Staff was in crisis, chief pathologist testifies
Tuesday, December 11
- Organization: Globe & Mail
With his skeleton staff of pathologists leaving their jobs, Ontario's chief forensic pathologist prepared to give up in defeat and resign in 1999, the Goudge commission was told yesterday.
"I thought there was a crisis," David Chiasson testified. "I was feeling somewhat beleaguered and embattled trying to maintain our current model. We had been taking several steps forward for several years, but now we were going backwards."
Dr. Chiasson's account shed new light yesterday on a chaotic situation that prevailed in the Office of the Chief Coroner of Ontario at the time a series of autopsy mistakes by Charles Smith were beginning to come to light.
The inquiry has already heard evidence that officials either ignored warning signs or failed to take firm action to bring Dr. Smith into line. Dr. Chiasson's testimony yesterday outlined a motive for their inaction - the office's desperate need for Dr. Smith's services.

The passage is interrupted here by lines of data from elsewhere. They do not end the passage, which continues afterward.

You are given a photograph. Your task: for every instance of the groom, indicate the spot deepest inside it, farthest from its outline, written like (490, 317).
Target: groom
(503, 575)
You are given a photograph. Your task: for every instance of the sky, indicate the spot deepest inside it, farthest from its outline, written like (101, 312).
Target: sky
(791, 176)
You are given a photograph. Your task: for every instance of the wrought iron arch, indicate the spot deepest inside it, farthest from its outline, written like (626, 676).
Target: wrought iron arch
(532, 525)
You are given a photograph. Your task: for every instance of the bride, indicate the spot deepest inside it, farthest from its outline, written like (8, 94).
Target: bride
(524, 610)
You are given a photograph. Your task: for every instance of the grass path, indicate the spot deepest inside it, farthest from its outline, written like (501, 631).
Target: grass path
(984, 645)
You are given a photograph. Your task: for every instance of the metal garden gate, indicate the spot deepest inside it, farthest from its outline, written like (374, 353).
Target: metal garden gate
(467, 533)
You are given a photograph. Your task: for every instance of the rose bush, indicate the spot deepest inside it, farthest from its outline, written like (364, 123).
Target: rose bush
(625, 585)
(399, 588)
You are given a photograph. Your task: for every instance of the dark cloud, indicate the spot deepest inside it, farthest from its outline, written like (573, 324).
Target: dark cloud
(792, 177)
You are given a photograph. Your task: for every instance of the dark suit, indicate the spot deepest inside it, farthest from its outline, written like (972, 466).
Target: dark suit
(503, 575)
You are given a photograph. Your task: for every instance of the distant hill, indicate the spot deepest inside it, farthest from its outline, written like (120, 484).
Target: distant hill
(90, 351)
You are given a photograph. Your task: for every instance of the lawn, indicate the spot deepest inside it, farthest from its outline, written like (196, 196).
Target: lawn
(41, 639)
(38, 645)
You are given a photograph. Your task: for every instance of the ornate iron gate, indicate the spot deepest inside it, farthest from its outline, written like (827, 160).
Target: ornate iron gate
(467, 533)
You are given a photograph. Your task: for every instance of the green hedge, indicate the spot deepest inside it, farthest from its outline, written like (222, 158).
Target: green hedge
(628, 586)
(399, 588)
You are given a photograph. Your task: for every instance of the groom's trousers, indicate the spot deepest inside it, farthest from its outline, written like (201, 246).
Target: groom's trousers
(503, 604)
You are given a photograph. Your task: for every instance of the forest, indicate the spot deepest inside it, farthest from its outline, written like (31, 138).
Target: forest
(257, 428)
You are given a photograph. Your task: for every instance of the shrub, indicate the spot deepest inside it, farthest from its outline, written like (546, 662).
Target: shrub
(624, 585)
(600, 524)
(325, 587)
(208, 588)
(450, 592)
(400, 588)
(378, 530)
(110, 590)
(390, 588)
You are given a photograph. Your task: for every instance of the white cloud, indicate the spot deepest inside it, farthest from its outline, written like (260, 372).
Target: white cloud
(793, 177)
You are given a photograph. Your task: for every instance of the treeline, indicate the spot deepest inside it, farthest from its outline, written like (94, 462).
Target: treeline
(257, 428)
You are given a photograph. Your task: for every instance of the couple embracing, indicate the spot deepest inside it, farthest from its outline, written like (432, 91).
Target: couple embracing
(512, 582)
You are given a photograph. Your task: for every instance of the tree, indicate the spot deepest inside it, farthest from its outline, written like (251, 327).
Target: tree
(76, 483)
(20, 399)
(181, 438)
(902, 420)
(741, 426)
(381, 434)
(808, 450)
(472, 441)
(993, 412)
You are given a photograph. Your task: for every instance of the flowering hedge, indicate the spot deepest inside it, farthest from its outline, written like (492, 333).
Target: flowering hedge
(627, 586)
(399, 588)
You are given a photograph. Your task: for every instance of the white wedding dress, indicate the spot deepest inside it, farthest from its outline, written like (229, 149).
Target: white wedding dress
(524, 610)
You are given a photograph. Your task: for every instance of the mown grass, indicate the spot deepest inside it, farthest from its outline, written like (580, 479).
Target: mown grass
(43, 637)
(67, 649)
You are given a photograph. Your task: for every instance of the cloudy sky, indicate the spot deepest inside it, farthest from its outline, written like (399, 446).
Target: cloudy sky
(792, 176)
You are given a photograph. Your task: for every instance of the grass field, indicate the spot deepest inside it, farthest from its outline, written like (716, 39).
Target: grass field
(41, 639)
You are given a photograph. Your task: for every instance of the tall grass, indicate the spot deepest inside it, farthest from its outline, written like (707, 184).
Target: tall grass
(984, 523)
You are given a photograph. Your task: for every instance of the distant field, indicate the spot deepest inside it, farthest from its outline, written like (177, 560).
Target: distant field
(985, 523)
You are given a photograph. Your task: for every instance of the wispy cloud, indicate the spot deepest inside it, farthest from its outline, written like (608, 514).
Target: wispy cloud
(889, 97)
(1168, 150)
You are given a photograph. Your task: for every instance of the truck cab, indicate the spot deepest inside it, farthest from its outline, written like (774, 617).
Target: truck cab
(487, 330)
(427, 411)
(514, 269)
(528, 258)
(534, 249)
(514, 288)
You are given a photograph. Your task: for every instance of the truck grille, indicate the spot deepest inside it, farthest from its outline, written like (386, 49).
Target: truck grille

Mr. Justice Stephen Goudge is trying to get to the bottom of how Dr. Smith became the star pediatric pathologist in the coroner's office despite a record of errors that ultimately put at least 20 criminal cases in jeopardy.
A series of letters and e-mails filed as evidence yesterday by commission counsel Linda Rothstein provided an intimate glimpse of the pressures that had come to bear on the office.
Dr. Chiasson testified that his frustration was rarely far below the surface through the late 1990s, as he battled against chronic staff shortages and a pay scale so low it was virtually impossible for him to attract full-time replacements.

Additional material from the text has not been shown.